Ministère de la culture et de la communication

avis 20134363 - Séance du 21/11/2013

Monsieur X X a saisi la commission d’accès aux documents administratifs, par courrier enregistré à son secrétariat le 16 octobre 2013, à la suite du refus opposé par la ministre de la culture et de la communication à sa demande de communication des documents suivants :
1) l’intégralité du rapport d’inspection du CMAC, scène nationale de la Martinique réalisé aux troisième et quatrième trimestres de l’année 2012 au moment où le CMAC a perdu son label ;
2) le procès-verbal du conseil d’administration d’octobre 2012.

La commission, qui a pris connaissance de la réponse de la ministre de la culture et de la communication, relève que le rapport d’inspection visé au point 1) de la demande revêt, à ce stade, un caractère inachevé. La commission émet donc un avis défavorable à sa communication, en application du 2e alinéa de l’article 2 de la loi du 17 juillet 1978, et rappelle que le rapport achevé sera communicable en vertu de ces mêmes dispositions, sous réserve de l’occultation des mentions de ce document, dont la divulgation pourrait porter atteinte à l’un des intérêts ou secrets protégés par le II de l’article 6 de la même loi.

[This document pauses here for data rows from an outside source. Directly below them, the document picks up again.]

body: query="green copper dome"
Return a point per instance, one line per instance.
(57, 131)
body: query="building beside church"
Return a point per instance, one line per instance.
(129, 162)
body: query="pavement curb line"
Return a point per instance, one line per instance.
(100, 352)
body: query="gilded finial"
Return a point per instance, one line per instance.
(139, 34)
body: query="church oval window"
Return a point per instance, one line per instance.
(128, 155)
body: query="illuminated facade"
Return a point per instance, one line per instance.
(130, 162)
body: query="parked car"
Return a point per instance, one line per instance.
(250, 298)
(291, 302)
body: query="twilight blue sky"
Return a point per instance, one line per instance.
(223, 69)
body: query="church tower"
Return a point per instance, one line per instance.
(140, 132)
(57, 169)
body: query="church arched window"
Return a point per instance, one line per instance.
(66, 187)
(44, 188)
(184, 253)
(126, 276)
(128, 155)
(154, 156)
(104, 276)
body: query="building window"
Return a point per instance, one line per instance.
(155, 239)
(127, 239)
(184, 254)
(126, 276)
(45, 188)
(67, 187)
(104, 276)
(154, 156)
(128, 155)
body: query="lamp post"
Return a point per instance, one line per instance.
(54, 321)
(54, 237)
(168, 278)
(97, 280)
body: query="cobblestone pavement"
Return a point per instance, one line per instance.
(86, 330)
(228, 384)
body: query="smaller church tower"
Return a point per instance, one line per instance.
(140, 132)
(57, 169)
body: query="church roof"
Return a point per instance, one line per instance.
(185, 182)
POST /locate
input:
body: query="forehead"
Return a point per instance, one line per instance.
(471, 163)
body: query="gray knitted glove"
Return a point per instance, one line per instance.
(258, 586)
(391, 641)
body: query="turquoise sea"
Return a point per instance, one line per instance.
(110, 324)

La commission estime, par ailleurs, qu’une association qui bénéficie du label de « scène nationale » doit être regardée comme étant en charge, pendant la durée du contrat d’objectifs conclu avec l’Etat, d’une mission de service public. Elle en déduit que les documents produits ou reçus par elle et présentant un lien suffisamment direct avec la mission de service public dont elle est investie, sont communicables par elle à toute personne qui lui en fait la demande en application de l’article 2 de la loi du 17 juillet 1978 (CE 25 juillet 2008, n° 280163 CEA) et ce alors même qu’ils ne sont pas détenus par le ministère de la culture et de la communication (avis CADA du 28 avril 2011, n° 20111855). Ainsi, les procès-verbaux du conseil d’administration de l’association lorsqu’ils retracent les conditions dans lesquelles elle exerce la mission de service public qui lui a été confiée revêtent le caractère d’un document administratif soumis au droit d’accès prévu par les dispositions précitées.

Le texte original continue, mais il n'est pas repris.